Jessica Were tries to calm down Jenifer and also holds her one and half year old minutes before the second baby was delivered at Buyinja.

Jenifer arrived at this health center with nothing but her child on way to deliver another child. She had no clothes, no relative accompanying her. In fact her husband sent her to mother’s place at eight months.  Nurses looked around for any cloth; they work with barely anything. Sometimes they have to give their own clothes to cover babies and mothers like Jenifer. The nurse in charge tells me that there are many like Jenifer who arrive at the center with nothing. Health centers  rarely has gloves, razors and cloth, most stuff essential during delivery. I wondered how health workers keep their balance in such conditions.

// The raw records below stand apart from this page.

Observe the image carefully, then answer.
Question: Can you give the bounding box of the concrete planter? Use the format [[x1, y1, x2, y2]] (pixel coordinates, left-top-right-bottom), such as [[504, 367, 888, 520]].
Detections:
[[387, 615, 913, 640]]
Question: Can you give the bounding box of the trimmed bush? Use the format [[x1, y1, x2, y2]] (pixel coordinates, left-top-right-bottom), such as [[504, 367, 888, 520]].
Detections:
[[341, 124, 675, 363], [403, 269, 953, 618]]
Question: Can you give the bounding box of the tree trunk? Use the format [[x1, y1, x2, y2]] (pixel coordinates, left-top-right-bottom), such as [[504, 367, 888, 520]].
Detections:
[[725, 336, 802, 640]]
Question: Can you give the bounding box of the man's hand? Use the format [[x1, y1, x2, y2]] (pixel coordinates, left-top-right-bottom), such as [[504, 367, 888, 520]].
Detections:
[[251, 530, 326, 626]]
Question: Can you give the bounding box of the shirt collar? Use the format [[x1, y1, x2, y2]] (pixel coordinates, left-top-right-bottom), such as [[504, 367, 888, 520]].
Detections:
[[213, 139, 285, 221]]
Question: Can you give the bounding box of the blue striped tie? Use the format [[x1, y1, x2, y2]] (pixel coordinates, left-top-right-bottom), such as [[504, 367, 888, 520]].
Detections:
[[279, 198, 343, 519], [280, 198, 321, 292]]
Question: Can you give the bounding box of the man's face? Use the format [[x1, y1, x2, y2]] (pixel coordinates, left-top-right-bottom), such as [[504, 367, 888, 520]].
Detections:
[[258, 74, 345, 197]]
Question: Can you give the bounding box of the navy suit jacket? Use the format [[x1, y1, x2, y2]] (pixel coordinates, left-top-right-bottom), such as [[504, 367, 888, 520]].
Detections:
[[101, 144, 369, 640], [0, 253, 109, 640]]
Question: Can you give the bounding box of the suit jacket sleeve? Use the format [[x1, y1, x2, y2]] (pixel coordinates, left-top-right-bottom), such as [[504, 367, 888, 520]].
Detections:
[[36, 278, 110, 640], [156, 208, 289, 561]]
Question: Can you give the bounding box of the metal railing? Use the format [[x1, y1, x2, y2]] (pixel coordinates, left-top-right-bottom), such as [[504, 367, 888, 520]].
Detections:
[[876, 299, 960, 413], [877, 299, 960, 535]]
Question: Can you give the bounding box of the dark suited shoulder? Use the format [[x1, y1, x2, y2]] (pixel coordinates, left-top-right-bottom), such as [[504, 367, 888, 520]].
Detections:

Jenifer is 19 years old and she was having her second child. She delivered her first child at a traditional birth attendant’s place and after hearing Were’s message she made it here.  Were had to call relatives and they appeared after about an hour with a few clothes. Were had to tell that Jennifer needed sanitary towels or cotton and underwear.

Jenifer’s first child is from another man so she is basically lucky that her current husband would marry her and take care of both. In that position Jenifer couldn’t bargain to wait for the old child to grow before having this man’s child. She does home cores and the husband cleans boda boda for a living. I asked her what she would want to do in her life if given an opportunity; she was quiet for a while. Later she told me she wants to be a tailor.

Jenifer with minutes old baby Scovia.

Jenifer was about 17 when she got her first child and at the time she was in primary seven. Talking to her minutes after she delivered a baby girl called Scovia, I reflected on what difference education could have brought to Jenifer’s life. At 18 I was headed to university. For girls like Jenifer, their education is interrupted by so many things including poverty and general attitudes towards educating a girl child. By the time she’s 18 and in primary school, the chances of pregnancy and dropping out of school are high.